World Breastfeeding Week was celebrated at Restless Development by our Saving Lives project – a project that aims to save the lives of women and children by improving the quality, availability and accessibility of reproductive, maternal, newborn and children’s health services. Saving Lives is funded by UK Aid through the UK government’s Department for International Development (DFID), and is being delivered by a group of eight organisations. At Restless Development, we are using our youth-led model to create demand for family planning services in over 1,000 communities across Sierra Leone. There are 180 young volunteers leading the programme, who we call “Community Mobilisers”, who work in pairs of community and national volunteers. Each pair of volunteers has one ‘hub community’ where they live, and many other ‘satellite communities’ where they also do activities. World Breastfeeding Week is a crucial moment in the year for the programme, since breastfeeding provides newborn babies with all the necessary nutrients, and helps protect them against diseases.

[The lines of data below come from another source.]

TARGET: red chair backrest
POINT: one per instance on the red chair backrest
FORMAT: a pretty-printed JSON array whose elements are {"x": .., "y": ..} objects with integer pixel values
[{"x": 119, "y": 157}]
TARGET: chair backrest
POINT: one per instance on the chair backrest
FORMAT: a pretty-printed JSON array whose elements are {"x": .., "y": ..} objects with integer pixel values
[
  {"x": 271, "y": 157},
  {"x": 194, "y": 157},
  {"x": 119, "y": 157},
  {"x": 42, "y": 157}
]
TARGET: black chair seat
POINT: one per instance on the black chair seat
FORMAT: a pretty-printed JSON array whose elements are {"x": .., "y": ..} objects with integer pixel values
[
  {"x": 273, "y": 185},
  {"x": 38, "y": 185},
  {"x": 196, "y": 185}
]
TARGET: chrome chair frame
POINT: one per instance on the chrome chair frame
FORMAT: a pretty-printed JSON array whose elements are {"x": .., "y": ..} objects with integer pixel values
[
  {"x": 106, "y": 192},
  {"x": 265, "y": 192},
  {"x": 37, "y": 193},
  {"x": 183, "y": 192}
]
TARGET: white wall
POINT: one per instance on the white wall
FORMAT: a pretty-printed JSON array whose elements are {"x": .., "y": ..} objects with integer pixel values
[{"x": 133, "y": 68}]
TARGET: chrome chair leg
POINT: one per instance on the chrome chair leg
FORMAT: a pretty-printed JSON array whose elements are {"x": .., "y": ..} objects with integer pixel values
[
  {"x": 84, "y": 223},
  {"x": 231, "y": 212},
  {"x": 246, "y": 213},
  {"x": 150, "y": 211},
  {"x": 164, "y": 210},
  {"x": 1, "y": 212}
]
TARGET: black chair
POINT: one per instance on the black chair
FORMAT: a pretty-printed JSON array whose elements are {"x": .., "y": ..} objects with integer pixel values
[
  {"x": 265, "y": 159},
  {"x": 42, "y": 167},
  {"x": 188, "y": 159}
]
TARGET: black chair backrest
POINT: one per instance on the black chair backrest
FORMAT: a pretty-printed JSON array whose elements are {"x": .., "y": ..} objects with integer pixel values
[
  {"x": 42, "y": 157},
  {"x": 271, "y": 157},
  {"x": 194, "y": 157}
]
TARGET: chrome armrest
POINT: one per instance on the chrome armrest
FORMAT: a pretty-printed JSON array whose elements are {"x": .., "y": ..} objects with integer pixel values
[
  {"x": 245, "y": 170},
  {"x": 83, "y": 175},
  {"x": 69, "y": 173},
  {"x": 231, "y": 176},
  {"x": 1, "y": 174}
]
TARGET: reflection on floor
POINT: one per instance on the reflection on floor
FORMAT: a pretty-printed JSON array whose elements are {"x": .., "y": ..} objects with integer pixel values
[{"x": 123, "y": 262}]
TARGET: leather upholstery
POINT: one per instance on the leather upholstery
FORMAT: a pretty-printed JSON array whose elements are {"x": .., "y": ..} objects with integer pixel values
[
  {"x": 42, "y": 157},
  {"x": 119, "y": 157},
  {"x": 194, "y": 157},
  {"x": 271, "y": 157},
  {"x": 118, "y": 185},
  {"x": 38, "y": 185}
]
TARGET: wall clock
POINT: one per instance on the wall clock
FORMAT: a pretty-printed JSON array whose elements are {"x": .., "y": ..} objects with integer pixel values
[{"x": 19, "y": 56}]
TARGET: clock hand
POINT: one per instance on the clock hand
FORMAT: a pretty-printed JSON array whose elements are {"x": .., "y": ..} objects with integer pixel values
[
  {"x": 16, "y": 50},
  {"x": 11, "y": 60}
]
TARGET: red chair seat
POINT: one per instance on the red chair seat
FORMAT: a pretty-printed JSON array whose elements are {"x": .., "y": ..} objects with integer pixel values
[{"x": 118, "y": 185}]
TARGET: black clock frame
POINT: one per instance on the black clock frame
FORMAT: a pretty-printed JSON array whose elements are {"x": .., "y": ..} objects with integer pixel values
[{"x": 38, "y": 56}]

It is against this background that Restless Development collaborated with the ministry, civil society, local and international NGOs to celebrate the week. Restless Development used the celebrations to strengthen our relationships with the DHMTs to raise awareness on the importance of breastfeeding. This is especially crucial at community level, where despite the many efforts made by the government and its development partners to promote exclusive breastfeeding, very few newborn babies are breastfed within the first 24 hours of birth (which is vital for the baby’s health). Most mothers in the communities we’re working in still prefer to give water and other fluids to their babies, which often contributes to newborns getting sick.
We celebrated World Breastfeeding Week with 90 events in many ‘hub communities’. For people who couldn’t make it to the events, the volunteers also held community meetings, and walked around villages to meet with people in their households to discuss breastfeeding. Throughout the week, the volunteers met with community stakeholders, health facility staff, lactating mothers, pregnant women, caregivers of under-fives, women of childbearing age, husbands, community health workers and mother’s support groups.
The Field Officers supported the young volunteers to work together with local authorities and other key people like the Community Health Officers, Chiefs, Religious Leaders, women’s support groups, and other NGOs prior to World Breastfeeding Week to organise the events.
In all the 90 communities where the events were held, they were chaired by either the Community Health Officers or other health facility staff in order to support us to send out strong messages on the importance of breastfeeding for both the mother and the child. One Nutritionist and one Social Mobilisation Officer from the DHMTs joined Restless Development staff in the meetings to encourage people to practice exclusive breastfeeding, and also to dismiss myths.
The events started with statements by stakeholders, and then dramas and skits were performed with key breastfeeding messages, and practical breastfeeding sessions were led by District Nutritionists. All of the events ended with a quiz competition amongst pregnant women, lactating mothers, and women of childbearing age, with an award to the best-breastfeeding mother who was identified by the Community Health Officer in that community.
During the questions and answers sessions, we realised that the celebration had helped increase community awareness on their roles and responsibilities in promoting breastfeeding for children up to two years old, which improves child survival, growth, and development.
In most of the communities, action plans were made which said that all mothers in their communities should exclusively breastfeed their children and also talk to their peers about the importance of early and exclusive breastfeeding.
Through these events, we learnt that working with the DHMTs and especially the in-charges of the Peripheral Health Units (PHUs) in the communities, contributed to the success of the celebration.